2. Calculate the moles of hydrogen from water 1 mark :

$$\begin{gathered} \text { Moles of } \mathrm{H}_2 \mathrm{O}=\frac{0.1840}{18.02}=0.01021 \mathrm{~mol} \\ \text { Moles of hydrogen }(\mathrm{H})=2 \times 0.01021=0.02042 \mathrm{~mol} \end{gathered}$$

3. Calculate the mass of oxygen in menthol by difference 1 mark :

• Total mass of menthol $=0.1595 \mathrm{~g}$.
• Mass of carbon $=0.01020 \times 12.01=0.1225 \mathrm{~g}$.
• Mass of hydrogen $=0.02042 \times 1.008=0.02057 \mathrm{~g}$.
• Mass of oxygen $=0.1595-(0.1225+0.02057)=0.01643 \mathrm{~g}$.

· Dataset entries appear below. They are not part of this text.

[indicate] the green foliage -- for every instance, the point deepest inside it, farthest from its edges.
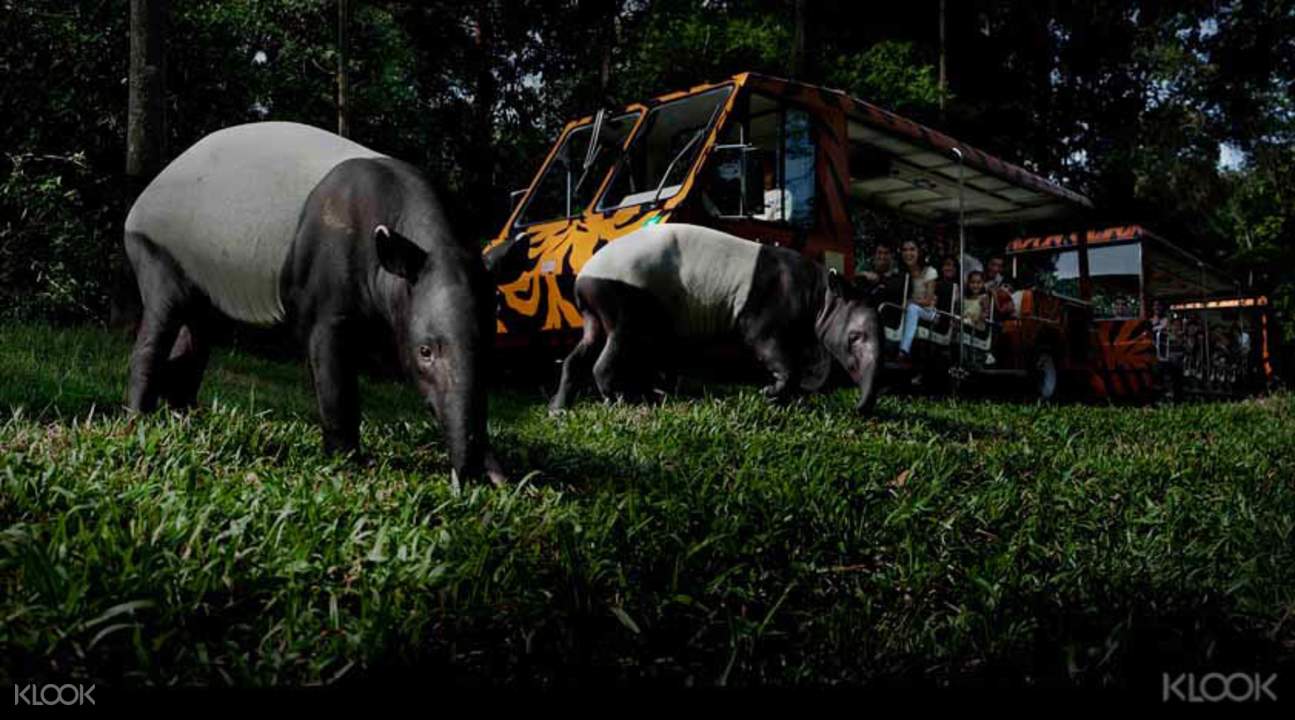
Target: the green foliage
(890, 74)
(709, 540)
(48, 266)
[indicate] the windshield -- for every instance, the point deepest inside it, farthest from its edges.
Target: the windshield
(566, 188)
(1115, 272)
(663, 152)
(1056, 272)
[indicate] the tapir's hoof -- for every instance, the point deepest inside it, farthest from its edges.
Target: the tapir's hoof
(777, 395)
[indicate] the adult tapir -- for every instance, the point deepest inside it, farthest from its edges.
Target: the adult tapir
(685, 282)
(286, 224)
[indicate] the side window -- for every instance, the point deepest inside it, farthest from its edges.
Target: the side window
(798, 171)
(1116, 273)
(764, 167)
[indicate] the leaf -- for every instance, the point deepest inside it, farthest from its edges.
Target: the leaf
(901, 479)
(626, 620)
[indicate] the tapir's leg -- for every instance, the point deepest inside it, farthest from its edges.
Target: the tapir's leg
(333, 369)
(165, 294)
(777, 355)
(576, 365)
(187, 363)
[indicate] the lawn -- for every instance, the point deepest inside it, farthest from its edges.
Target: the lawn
(710, 540)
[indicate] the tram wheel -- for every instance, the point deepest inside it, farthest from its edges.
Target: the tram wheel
(1045, 376)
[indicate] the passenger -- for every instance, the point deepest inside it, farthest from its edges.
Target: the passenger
(947, 288)
(949, 270)
(921, 295)
(777, 201)
(993, 279)
(975, 302)
(1159, 316)
(997, 286)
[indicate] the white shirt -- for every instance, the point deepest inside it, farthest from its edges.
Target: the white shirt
(777, 205)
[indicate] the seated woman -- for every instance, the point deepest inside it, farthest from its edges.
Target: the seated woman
(921, 297)
(947, 289)
(975, 303)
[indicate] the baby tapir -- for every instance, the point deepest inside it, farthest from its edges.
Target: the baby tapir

4. Calculate the moles of oxygen 1 mark :

$$\text { Moles of oxygen }(O)=\frac{0.01643}{16.00}=0.001027 \mathrm{~mol}$$

5. Find the simplest mole ratio 1 mark :

• Divide each mole quantity by the smallest number of moles (oxygen, 0.001027 ):

$$\begin{gathered} \mathrm{C}: \frac{0.01020}{0.001027} \approx 9.93(\approx 10) \\ \mathrm{H}: \frac{0.02042}{0.001027} \approx 19.88(\approx 20) \\ \mathrm{O}: \frac{0.001027}{0.001027}=1 \end{gathered}$$

6. Write the empirical formula 1 mark :

• The empirical formula is $\mathrm{C}_{10} \mathrm{H}_{20} \mathrm{O}$.

temperature = 423 K

$M = \frac{mRT}{pV}$ $M = \frac{0.150\text{ g} \times 8.31\text{ J K}^{-1}\text{ mol}^{-1} \times 423\text{ K}}{100.2\text{ kPa} \times 0.0337\text{ dm}^3}$ $M = 156\text{ g mol}^{-1}$ 1 mark

Accept "pV = nRT AND n = m/M" for M1.

1 mark for correct answer with no working shown.